In an exclusive interview with Fox League, recorded prior to the round nine loss to Cronulla, Woods claims he did not hear a peep from Tigers powerbrokers between Taylor’s sacking on March 19 and Ivan Cleary’s naming as his new coach on April 3.
Throughout a contract saga that has engulfed the Tigers and cost them their three best players, Woods says the club’s lack of support when endless speculation dismantled the fan is what finally broke his resolve.
“Frustrated is a big word, I just felt let down a bit,” Woods says.
“We’ve had three coaches in the whole time I’ve been at the club.
“And recently since Jason Taylor got sacked, it came out publicly that us four players were the ‘big four’ at the time, with everyone was saying that we got him sacked, which is a complete lie.
“The board and the CEO make the decisions. We just play football. That’s it.
“I didn’t get any support, I hadn’t heard from the club for three weeks from anyone at the club.
“I felt a little bit let down. But I’ve moved on, the club’s moved on.
Woods created a stir when he declared he wanted to know who the Tigers coach would be before he committed to the club.
When Taylor was axed five days after his skipper’s comments, Woods was linked to the sacking, a suggestion the bearded prop still bristles at.
“We didn’t know who the long term coach was going to be and at the same time they wanted us to agree to a three of four-year deal,” he says.
“I don’t know who the boss of my club’s going to be, who my coach is going to be. It’s a hard thing.
“They want me to commit long term. It’s my future, I’m 26, by the time that contract runs out I’m 30\. It’s a massive decision in my life and you just want to know.
“That’s all I asked. I didn’t go out and say sack JT. I liked JT, I got along with him really well.
“At the end of the day the club made the decision, then once it was done it was pretty much the four players had made the decision. Which was a complete lie.
“I hadn’t heard anything from the club in three weeks. The captain of the club, you’d think they’d at least give you a text to see how you were going.”
Since debuting at the joint-venture in 2011 and rising as the only local Leichhardt junior to reach NSW and Australian honours, Woods has seen it all at the Tigers. Which is saying something.
In a wideranging interview to be aired in full on Fox Sports News 500 on Sunday evening, Woods talks through how his negotiations with the Tigers broke down, the contract deadline he took exception to and the scary family circumstances around his infamous coffee date with new Dogs teammate David Klemmer.

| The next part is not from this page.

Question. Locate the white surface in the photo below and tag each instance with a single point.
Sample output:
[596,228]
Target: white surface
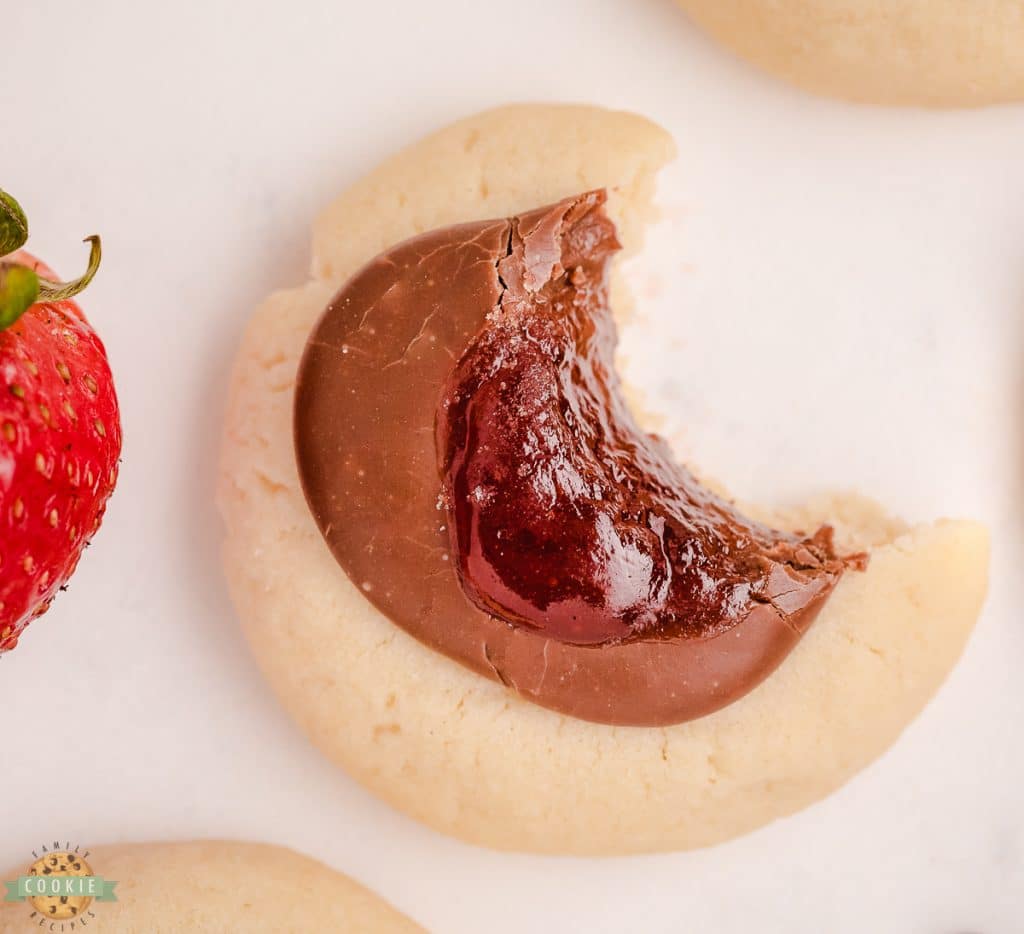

While CEO Justin Pascoe and chairwoman Marina Go have copped endless criticism as the club lurches from one off-field issue to another, Woods is now wearing abuse from the very fans that once revered him, and he still adores back.
But the soap opera is what simply wore him down in the end. There was more money to be made by staying at Concord. Not that the Bulldogs $3.2 million, four-year offer was mere chump change.
And none of it made his call to walk away any easier.
“It was one of the hardest decisions of my life,” Woods says.
“I’ve come to terms with it now. If you had have asked me at the start of the year, I would’ve said ‘mate, I’ll be a one club player at the Wests Tigers’.
“I’ve never looked at any other club. I’ve always wanted to be a Wests Tigers player, I’m a local junior.
“But things happen and things out of my control happened. I had to go and make a decision that was best for myself.”